For the seventh consecutive year, the Big Four (Egypt, Kenya, Nigeria, and South Africa) pulled in over 80% of all venture capital deployed across Africa in 2025, a share that has barely moved since 2019.
But last year, South Africa alone took 19% of the total, and 29% of all African equity funding, making it the largest equity market on the continent. Beyond Johannesburg and Cape Town, the rest of Southern Africa, like Gaborone, Lusaka, Windhoek, Maputo, Luanda and Harare, captured almost nothing.
For exits, the gap is even wider, as nearly half of the 138 venture-backed exits tracked by the African Private Capital Association across Africa between 2019 and 2024 were in South Africa. The country’s deep and more liquid capital markets, established secondary structures, and concentration of strategic acquirers have made it the default exit jurisdiction for the continent.
As a result, founders building elsewhere in Southern Africa often look to South Africa when seeking capital or planning an exit.

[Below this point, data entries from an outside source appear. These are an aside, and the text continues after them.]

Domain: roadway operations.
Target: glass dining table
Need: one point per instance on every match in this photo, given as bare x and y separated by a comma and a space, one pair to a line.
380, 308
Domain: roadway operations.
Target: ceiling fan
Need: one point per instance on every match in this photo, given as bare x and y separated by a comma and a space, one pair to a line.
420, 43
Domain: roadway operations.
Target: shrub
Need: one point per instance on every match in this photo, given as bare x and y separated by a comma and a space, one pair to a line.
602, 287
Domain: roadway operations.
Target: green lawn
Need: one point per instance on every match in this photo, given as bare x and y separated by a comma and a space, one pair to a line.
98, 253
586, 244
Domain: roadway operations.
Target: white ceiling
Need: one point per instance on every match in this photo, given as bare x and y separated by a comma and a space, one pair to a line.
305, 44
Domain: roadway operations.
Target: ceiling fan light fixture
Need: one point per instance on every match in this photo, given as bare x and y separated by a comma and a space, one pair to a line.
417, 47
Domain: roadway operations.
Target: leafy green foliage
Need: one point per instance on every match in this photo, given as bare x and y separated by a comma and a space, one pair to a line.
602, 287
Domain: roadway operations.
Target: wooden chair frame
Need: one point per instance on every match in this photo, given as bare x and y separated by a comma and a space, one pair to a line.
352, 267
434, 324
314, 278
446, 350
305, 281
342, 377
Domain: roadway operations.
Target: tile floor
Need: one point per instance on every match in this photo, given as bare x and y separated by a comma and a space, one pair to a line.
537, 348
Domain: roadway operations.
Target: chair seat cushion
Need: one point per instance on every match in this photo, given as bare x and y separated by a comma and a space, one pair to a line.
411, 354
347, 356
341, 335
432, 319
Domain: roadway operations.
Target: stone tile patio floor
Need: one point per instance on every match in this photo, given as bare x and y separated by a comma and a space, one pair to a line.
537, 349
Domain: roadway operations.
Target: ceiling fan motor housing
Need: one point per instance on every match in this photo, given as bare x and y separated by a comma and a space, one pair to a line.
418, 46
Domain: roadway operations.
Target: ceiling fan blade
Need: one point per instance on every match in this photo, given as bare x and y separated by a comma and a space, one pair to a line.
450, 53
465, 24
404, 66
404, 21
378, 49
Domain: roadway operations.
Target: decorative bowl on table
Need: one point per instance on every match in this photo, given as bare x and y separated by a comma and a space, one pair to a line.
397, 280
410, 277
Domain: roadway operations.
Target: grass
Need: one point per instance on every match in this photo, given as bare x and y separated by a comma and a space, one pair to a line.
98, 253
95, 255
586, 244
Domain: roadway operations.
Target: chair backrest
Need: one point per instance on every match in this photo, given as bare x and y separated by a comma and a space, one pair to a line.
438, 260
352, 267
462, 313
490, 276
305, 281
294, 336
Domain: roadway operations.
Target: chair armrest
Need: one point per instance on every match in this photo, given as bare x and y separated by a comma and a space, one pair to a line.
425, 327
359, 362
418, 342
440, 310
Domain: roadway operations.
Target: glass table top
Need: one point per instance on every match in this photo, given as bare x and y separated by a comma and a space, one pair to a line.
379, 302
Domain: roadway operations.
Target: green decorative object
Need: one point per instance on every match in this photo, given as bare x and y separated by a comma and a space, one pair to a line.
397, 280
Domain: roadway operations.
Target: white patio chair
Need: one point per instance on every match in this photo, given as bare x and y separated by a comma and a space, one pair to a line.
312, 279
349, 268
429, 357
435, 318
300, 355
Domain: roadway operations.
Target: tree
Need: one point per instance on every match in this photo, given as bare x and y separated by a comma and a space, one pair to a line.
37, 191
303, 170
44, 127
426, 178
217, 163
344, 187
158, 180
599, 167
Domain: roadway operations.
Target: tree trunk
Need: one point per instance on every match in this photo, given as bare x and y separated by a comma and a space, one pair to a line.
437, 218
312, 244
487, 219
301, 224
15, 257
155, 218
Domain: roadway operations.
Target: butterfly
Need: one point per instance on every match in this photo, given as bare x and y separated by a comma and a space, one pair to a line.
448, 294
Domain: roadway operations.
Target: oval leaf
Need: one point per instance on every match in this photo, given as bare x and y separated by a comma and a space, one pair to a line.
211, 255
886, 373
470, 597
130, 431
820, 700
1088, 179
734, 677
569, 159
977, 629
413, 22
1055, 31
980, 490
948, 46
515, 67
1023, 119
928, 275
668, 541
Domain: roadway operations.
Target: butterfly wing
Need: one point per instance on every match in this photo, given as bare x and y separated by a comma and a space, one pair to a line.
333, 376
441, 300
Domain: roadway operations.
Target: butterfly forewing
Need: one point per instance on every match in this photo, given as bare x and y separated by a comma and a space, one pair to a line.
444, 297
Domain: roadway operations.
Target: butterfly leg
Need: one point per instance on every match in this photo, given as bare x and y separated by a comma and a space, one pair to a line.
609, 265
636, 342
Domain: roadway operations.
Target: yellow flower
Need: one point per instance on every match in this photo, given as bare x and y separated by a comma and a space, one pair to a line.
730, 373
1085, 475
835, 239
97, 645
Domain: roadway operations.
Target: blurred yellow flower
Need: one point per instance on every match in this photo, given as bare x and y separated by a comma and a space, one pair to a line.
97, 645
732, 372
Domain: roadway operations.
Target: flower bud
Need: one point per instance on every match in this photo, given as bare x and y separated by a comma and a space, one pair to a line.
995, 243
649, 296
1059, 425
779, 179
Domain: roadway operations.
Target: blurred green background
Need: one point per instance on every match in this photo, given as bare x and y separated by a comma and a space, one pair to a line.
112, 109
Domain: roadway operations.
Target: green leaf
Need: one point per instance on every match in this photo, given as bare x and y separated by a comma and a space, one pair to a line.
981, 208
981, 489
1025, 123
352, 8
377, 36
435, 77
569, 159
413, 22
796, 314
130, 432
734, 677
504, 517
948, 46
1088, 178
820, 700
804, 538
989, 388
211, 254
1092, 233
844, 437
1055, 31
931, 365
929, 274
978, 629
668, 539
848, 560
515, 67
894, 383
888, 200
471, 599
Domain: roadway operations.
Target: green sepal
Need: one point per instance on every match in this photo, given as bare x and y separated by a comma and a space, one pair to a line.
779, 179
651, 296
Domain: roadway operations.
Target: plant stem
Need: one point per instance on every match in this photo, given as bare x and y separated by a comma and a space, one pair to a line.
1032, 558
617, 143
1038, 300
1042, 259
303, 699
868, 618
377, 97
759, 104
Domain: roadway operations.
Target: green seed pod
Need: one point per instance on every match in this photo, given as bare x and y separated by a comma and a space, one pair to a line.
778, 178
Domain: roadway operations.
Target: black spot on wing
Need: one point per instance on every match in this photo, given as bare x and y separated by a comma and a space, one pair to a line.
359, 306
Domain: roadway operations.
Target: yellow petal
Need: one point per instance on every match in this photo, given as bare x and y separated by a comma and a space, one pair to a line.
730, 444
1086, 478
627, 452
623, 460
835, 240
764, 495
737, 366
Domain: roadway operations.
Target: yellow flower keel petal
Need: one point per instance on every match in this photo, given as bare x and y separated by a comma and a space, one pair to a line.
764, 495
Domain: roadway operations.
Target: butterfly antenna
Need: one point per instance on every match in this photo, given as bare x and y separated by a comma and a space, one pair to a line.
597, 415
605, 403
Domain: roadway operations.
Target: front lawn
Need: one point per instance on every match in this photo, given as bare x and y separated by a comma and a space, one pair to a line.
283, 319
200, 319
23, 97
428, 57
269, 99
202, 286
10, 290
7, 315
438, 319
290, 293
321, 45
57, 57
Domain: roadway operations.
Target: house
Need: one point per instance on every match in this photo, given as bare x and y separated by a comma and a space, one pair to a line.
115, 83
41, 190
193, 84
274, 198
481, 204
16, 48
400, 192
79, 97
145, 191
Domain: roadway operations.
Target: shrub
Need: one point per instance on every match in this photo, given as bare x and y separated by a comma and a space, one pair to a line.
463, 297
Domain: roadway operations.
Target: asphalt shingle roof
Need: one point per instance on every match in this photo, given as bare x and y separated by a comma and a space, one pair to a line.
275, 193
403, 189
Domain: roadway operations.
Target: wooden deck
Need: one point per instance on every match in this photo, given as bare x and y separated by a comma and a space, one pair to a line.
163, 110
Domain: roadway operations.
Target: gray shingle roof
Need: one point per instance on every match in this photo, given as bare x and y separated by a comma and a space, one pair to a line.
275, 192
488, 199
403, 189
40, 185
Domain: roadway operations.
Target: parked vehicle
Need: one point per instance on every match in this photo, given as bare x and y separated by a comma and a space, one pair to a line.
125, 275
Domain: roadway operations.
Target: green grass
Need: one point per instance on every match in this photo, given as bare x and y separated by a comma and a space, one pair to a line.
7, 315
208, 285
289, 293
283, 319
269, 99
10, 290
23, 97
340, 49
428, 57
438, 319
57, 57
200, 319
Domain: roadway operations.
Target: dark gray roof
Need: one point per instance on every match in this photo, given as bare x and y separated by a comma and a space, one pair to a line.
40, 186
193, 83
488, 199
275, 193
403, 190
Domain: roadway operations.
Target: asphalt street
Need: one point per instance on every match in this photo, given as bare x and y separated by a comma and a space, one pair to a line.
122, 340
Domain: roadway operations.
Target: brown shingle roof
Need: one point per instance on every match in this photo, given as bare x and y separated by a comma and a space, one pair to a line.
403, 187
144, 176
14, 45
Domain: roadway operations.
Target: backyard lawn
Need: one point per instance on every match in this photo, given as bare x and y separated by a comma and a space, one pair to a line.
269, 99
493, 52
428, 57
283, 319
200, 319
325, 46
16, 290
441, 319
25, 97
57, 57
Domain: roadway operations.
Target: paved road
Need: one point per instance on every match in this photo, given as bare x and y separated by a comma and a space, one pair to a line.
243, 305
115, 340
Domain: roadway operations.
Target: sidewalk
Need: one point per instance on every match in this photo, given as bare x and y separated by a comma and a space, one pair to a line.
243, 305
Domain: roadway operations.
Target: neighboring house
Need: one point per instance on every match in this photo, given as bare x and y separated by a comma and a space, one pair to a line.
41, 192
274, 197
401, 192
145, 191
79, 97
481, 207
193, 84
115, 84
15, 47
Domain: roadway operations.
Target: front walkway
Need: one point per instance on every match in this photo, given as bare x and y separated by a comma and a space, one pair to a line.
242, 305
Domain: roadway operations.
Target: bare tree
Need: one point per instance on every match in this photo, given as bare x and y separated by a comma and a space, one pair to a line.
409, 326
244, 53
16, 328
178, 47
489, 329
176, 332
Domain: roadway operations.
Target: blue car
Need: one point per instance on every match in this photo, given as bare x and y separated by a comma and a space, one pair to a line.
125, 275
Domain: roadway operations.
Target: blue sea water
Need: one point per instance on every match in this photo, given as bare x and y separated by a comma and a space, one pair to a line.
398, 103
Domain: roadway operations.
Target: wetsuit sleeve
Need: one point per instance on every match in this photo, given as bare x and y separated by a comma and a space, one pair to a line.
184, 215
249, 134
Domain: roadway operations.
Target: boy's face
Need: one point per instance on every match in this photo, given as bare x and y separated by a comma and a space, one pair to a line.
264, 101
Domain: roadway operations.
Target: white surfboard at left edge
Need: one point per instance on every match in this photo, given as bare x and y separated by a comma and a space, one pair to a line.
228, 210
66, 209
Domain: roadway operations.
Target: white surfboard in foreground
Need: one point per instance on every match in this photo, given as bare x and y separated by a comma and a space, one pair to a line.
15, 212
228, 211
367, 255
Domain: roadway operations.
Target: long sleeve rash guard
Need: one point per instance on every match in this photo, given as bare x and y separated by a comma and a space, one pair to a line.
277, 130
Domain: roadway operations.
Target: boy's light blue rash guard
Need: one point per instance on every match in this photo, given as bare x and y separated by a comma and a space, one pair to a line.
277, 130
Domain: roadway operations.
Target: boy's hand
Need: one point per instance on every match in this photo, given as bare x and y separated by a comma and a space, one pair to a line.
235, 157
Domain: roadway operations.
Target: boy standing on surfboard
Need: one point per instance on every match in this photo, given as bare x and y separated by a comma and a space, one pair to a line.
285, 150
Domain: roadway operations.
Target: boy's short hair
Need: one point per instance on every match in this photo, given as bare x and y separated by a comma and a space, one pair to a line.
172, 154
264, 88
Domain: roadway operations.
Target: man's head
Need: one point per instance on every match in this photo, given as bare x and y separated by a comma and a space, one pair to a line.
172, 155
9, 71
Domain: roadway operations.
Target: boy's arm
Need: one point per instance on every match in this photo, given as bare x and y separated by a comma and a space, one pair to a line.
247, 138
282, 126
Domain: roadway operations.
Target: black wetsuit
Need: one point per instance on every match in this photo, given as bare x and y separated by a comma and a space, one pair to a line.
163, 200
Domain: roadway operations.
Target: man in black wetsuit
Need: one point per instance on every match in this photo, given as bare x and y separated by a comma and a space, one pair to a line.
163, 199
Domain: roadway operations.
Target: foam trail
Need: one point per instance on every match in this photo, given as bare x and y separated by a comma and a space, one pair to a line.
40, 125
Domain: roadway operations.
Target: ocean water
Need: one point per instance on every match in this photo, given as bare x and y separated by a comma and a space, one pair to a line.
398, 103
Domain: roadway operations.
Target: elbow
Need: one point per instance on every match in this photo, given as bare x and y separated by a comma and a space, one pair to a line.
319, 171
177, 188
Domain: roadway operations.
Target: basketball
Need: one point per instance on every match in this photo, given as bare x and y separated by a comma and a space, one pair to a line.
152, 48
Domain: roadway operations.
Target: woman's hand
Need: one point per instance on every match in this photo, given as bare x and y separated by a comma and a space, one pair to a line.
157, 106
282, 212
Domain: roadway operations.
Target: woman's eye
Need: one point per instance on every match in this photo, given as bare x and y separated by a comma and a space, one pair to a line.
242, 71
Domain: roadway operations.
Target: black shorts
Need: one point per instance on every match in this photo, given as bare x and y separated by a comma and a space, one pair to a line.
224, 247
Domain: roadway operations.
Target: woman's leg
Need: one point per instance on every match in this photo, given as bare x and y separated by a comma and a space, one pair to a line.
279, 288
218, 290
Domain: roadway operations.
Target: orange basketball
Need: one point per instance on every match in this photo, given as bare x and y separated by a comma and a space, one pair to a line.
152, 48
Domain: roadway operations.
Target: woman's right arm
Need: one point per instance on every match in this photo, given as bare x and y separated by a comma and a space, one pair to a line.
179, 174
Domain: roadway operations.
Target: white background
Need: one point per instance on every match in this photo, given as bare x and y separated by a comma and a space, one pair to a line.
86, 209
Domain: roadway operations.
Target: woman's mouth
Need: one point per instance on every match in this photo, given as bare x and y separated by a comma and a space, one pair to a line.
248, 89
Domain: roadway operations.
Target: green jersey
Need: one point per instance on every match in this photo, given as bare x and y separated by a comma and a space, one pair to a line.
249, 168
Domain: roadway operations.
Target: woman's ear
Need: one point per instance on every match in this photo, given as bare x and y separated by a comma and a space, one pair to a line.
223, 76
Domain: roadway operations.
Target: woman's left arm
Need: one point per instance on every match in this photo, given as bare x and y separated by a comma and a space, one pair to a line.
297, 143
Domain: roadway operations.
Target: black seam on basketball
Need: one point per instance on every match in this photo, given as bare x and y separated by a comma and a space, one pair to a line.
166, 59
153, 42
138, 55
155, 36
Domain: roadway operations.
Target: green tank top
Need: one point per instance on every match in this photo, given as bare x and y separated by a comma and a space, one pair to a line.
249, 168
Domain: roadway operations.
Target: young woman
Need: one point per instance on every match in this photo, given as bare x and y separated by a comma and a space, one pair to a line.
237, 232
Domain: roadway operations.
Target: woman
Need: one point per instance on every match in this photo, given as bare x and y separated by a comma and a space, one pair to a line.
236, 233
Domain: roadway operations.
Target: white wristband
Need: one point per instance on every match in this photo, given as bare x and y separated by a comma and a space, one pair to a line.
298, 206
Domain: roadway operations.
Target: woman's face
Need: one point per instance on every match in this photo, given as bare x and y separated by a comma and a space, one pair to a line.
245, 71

Botswana Tech Fund, a new fund anchored out of Guernsey, a self-governing British Crown dependency in the English Channel, is trying to change that.
Backed by Stephen Lansdown, the British billionaire who co-founded Hargreaves Lansdown, the FTSE 100 financial services firm, and who has invested in Botswana since 2007 through his Tuli Conservation Trust, the fund has £10 million ($13.5 million) in committed capital, with a first close of £5 million ($6.7 million). It is operationally based in Botswana and run in partnership with Launch Africa, the pan-African seed-stage VC firm with over 130 portfolio startups.
Martin Davis, the fund’s co-founder, is a UK technology investor and entrepreneur who also chairs Bethnal Green Ventures, a London-based social impact accelerator that has run programmes for 15 years. His co-lead, Florence Bavanandan, is head of platform and operations at Launch Africa, where she helped build the fund’s portfolio support infrastructure.
Together, they have designed a multi-stage strategy with three legs: a pre-seed accelerator that will deploy £100,000 ($135,000) cheques to roughly 100 Southern African-based companies over five years; primary growth-stage investments of £500,000 ($670,000) to £2 million ($2.7 million); and secondaries that buy out early-stage VCs from already-developed companies in the bigger African markets.
The geographic focus is what makes the fund unusual. Most African VCs follow the well-known capital concentration map in Lagos, Nairobi, Cairo, and Cape Town. Botswana Tech Fund is built around what Davis and Bavanandan call the “digital gap”: the Southern African markets that get less than a fifth of the continent’s funding despite collectively housing tens of millions of consumers and a younger, increasingly digital population.
Their bet is that closing the gap requires capital deployed at the source, not routed through Johannesburg or filtered through Big Four ecosystems where most of the deal flow already lives.